Ukraine Calls Russia’s Bluff: If You Want Peace, Authorize Peacekeepers
Foreign Policy’s exclusive interview with Ukraine’s ambassador.
The uncertain prospect of sending U.N. peacekeepers to eastern Ukraine gives Russia a chance to prove just how committed it is to upholding the crumbling cease-fire, Kiev’s ambassador to the United States said Thursday.
The uncertain prospect of sending U.N. peacekeepers to eastern Ukraine gives Russia a chance to prove just how committed it is to upholding the crumbling cease-fire, Kiev’s ambassador to the United States said Thursday.
It’s also an opportunity for Ukraine to try to put Moscow on the spot at the U.N. Security Council — especially if other nations support Kiev’s peacekeeping request.
“If Russia is actually interested in peace as it claims, it has to support this resolution that would authorize the peacekeeping forces in Ukraine,” Ambassador Olexander Motsyk said in an interview with Foreign Policy on Thursday.
He was referring to Kiev’s demand, announced in an emergency meeting late Wednesday, for U.N. troops to monitor a cease-fire along the front line in eastern Ukraine and the Ukraine-Russia border.
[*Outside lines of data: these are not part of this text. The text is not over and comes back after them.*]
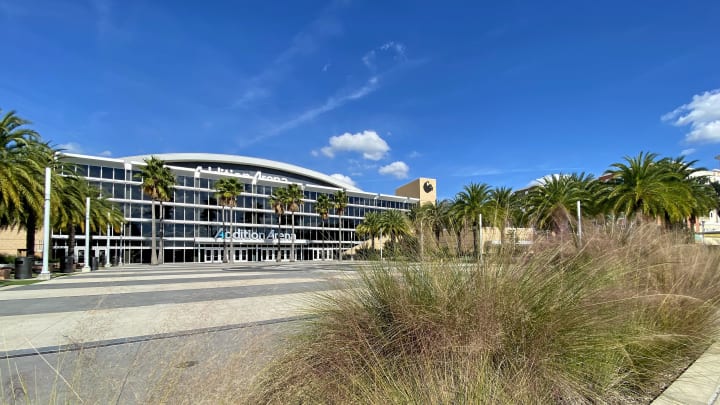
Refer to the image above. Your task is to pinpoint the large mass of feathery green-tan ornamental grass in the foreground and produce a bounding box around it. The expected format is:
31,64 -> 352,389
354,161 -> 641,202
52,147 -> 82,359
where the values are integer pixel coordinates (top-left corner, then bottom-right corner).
250,226 -> 720,404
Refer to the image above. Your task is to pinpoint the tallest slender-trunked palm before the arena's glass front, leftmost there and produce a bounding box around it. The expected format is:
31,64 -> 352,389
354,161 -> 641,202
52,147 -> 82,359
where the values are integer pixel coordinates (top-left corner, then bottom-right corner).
135,156 -> 175,265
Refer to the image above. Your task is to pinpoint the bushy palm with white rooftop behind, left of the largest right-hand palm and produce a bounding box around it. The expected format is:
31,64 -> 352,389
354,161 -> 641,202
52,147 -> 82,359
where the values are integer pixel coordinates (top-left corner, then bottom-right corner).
525,173 -> 595,237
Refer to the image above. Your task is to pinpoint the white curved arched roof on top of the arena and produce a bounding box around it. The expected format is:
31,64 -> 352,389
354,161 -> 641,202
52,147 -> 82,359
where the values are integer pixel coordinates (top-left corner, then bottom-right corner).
118,153 -> 362,191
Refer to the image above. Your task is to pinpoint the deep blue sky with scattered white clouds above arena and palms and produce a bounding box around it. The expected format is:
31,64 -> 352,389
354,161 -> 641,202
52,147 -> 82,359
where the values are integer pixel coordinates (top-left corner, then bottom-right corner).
0,0 -> 720,197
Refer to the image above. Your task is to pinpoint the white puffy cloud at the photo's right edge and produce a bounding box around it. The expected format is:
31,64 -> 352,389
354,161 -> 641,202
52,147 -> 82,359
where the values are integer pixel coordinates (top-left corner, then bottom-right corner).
662,89 -> 720,143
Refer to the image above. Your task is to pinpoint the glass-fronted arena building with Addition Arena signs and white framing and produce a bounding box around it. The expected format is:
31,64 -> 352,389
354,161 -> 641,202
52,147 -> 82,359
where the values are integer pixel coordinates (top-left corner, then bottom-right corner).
47,153 -> 424,263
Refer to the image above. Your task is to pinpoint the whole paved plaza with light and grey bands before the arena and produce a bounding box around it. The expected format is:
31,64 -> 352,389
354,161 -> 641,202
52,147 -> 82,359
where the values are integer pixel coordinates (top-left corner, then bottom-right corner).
0,262 -> 355,403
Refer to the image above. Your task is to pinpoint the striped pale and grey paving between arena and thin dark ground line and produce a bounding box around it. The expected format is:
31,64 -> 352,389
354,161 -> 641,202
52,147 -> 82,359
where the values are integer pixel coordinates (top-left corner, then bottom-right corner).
0,262 -> 349,357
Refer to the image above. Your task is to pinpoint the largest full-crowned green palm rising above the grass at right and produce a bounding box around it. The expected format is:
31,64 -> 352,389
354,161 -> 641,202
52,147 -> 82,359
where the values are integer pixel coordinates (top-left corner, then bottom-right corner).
605,152 -> 692,226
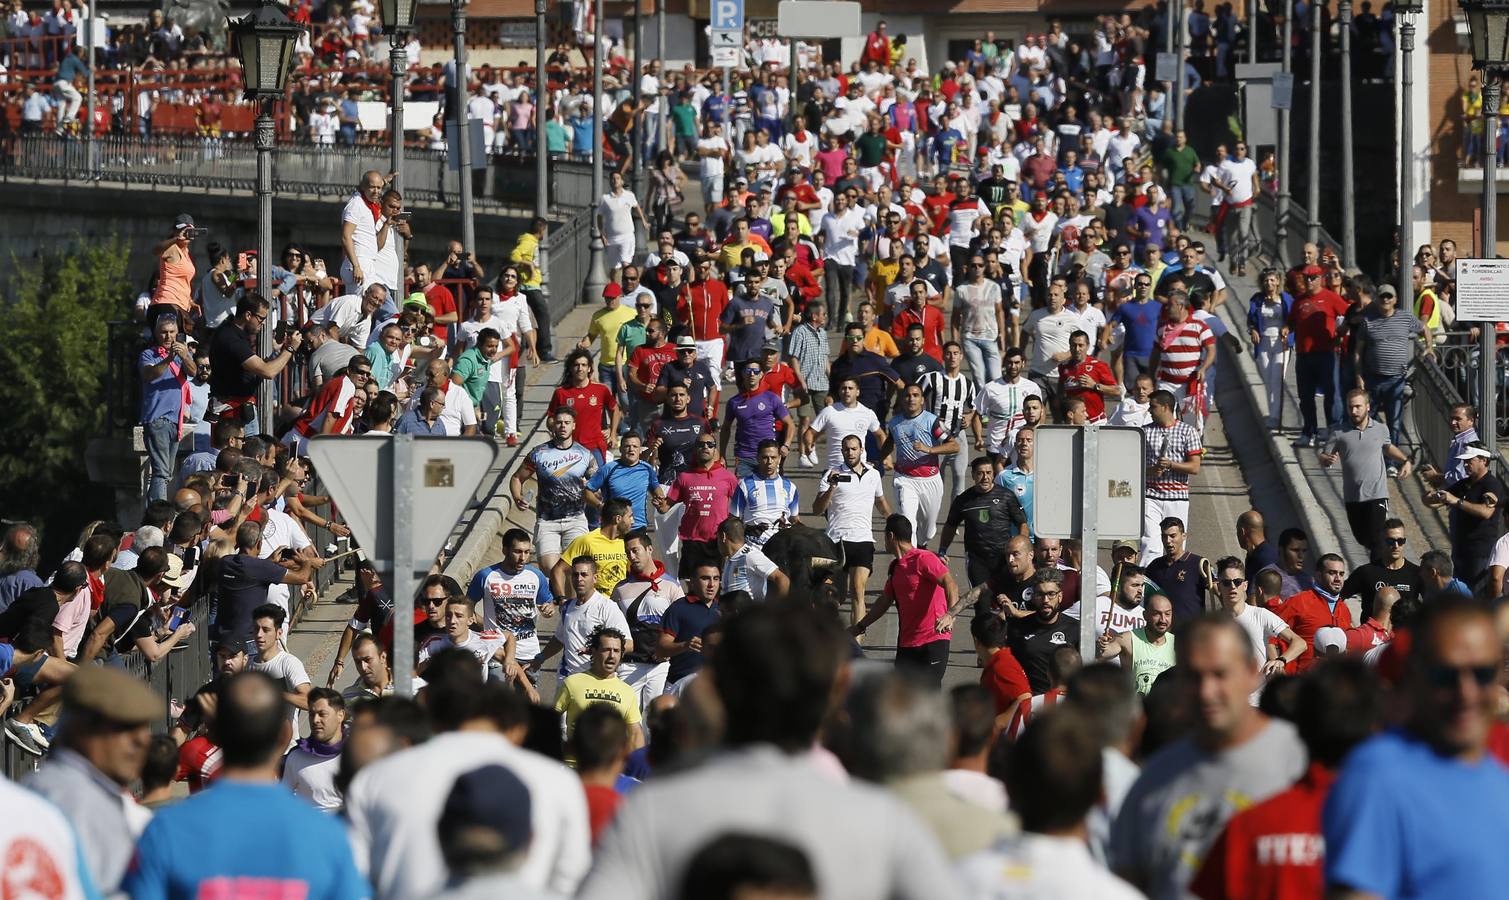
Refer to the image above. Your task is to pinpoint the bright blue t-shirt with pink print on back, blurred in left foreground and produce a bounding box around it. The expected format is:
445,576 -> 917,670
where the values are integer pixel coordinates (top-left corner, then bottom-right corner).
121,781 -> 371,900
The move, which would require a U.N. Security Council resolution, is sure to face stiff resistance, if not an outright veto by Moscow, which Motsyk described as hypocritical.
Motsyk cited concerns that the new cease-fire pact, signed Feb. 12, “is also under threat and that Russia, together with the separatists, are and will continue to violate the new agreement.”
So far, other nations have stopped far short of embracing the plan for peacekeepers — even if it has yet to be ruled out.
While the EU said it wanted more details before endorsing a peacekeeping plan, a senior U.S. official would only commit to exploring a “range of options” to secure a “durable solution” to the crisis, in an email with FP.
Potentially, China could be convinced to abstain from a vote on a peacekeeping mission, given its significant agricultural investments in Ukraine and previous reluctance to explicitly endorse Moscow’s intervention in the country. Like Russia, China is also a permanent member of the Security Council, and even a refusal by Beijing to use its veto would be a huge symbolic slap to Moscow.
Russia wasted no time in denouncing the proposed peacekeeping mission. “I think it’s a little bit disturbing, because they just signed the Minsk agreements on Feb. 12,” Vitaly Churkin, Russia’s ambassador to the U.N., told RT. “The Minsk agreements provide for the role of the OSCE. There is nothing about the U.N. or European Union.”
In recent days, the Minsk agreement has come under tremendous strain after intense fighting around the strategic railway town of Debaltseve that saw thousands of Ukrainian troops flee in retreat from Russian-backed separatists. Ukrainian military spokesman Andriy Lysenko claimed on Thursday that Kiev had suffered 14 deaths and 172 injuries in the past 24 hours.
Outside Debaltseve, the cease-fire has largely been observed. However, the Ukrainian military has accused separatists of shelling an area outside of the strategic port city of Mariupol on Thursday.
The fresh loss in Debaltseve and the proposal for peacekeepers comes as Ukraine approaches the one-year mark from when then-president Viktor Yanukovych fled the country after protests in Kiev’s Maidan square.
Since then Ukraine has found itself struggling to balance a war in the east, and follow through with the promised political and economic reforms demanded by protesters. In recent weeks, public pressure against Poroshenko’s government has grown as the Ukrainian currency, the hryvina, fell to a record low on Wednesday. A $40 billion International Monetary Fund bailout is set to see gas prices triple, adding strain to an already financially burdened public.
“Completing the reforms will be difficult, but it is vital for Ukraine’s future. The war is not an excuse to not do reforms,” Motsyk told FP.